At the age of 17 I had the unforgettable chance to play in an Arab-Jewish orchestra of Youth and Music Israel. There I learned to appreciate the aesthetics of the other side’s art, but also to exchange words for the first time with Palestinians. Since Israel has an education system that compartmentalizes secular, national- religious and ultra-Orthodox Jewish and Christian and Muslim Arab-Israelis, most people in the region grow up without ever talking to each other. Music was my opportunity to break that silence and replace my suspicions about Arabs with empathy.
I was conscripted a year later into the IDF. I knew that so long as the politicians don’t solve the conflict, some of us still have to engage in combat sometimes.

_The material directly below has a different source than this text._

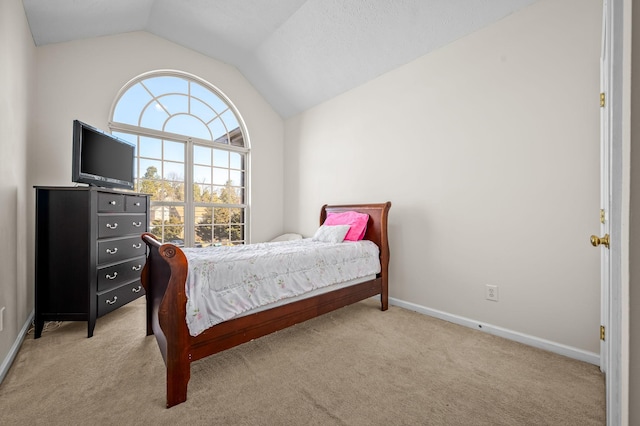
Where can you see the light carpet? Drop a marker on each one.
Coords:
(355, 366)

Upon returning home on the weekends I would pick up the phone to Wafa and Anan, who played oud and kanun with me in the orchestra. I also remember when I wanted to strum some Bob Dylan on my guitar, I could not access a website with chords for his songs because it was blocking Internet users with Israeli IP addresses in the name of BDS. These two anecdotes, of an Israeli soldier’s friendship with fellow Palestinian youth on the one hand, and of an Israeli soldier unable to sing peace songs on the other, are perfect examples of why music cannot be made part of the conflict – it must be part of the solution.
Personally, had it not been for music, I would never have engaged in politics. Thanks to music I have attended countless demonstrations for peace, I have worked hard to build the first ever and the largest caucus in the Knesset for a twostate solution, campaigned to prevent legislation against Palestinian land expropriation, and organized for hundreds of Israeli students and myself to meet Palestinian Authority President Mahmoud Abbas in his chamber in Ramallah last year in order to lend civic support to the (regrettably failed) diplomatic talks he led with the Israeli government.

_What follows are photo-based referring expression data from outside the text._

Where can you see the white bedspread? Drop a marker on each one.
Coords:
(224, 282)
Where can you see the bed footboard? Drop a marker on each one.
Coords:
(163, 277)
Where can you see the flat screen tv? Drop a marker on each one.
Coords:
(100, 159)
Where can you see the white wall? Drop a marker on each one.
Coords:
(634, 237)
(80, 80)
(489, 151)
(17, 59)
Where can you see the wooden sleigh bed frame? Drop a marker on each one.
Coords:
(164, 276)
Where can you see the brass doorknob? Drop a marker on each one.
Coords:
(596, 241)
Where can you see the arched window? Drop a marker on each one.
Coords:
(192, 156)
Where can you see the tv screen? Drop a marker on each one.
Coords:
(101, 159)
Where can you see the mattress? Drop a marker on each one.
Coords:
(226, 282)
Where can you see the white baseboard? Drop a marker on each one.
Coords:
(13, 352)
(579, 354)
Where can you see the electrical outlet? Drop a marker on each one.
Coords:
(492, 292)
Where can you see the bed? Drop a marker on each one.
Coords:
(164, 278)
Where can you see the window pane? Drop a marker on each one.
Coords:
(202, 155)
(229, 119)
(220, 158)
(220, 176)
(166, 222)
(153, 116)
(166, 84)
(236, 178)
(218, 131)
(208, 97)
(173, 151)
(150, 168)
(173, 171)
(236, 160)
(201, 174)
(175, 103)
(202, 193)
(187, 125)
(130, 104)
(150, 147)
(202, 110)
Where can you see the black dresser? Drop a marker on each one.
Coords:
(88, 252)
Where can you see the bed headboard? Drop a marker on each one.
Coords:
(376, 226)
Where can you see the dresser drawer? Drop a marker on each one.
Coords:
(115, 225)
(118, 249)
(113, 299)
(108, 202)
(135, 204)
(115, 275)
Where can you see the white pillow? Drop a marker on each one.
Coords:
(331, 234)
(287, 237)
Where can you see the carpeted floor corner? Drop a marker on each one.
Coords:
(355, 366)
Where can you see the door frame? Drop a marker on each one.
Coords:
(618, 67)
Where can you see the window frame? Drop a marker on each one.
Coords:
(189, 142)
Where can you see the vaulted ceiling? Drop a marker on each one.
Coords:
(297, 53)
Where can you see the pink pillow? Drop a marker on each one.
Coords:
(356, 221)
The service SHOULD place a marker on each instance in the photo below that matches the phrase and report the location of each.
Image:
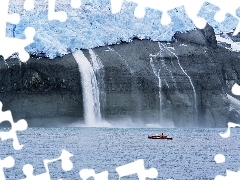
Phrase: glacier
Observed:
(93, 25)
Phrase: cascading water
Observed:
(157, 74)
(92, 113)
(190, 80)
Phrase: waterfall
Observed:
(190, 80)
(157, 74)
(90, 89)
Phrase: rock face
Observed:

Alan Parsons wrote “Everyone – no matter where they reside, what religion they follow, or what ideology they aspire to – deserves to hear it [his music] if they so choose.” That idea is validated not only by academic research, but by my own personal experience. Therefore, Alan Parsons was only 99 percent right. When Parsons writes to Waters that he prefers avoiding the BDS debate since “this is a political matter,” while he is “simply an artist,” he slightly misses the point. It is precisely because the Israeli-Palestinian conflict is a political matter that music must not know borders.
The author is a former director of the OneVoice Movement in Israel, a movement to empower moderates seeking a two-state solution. He is currently a PhD candidate in Frankfurt and has been an amateur musician for the past 15 years.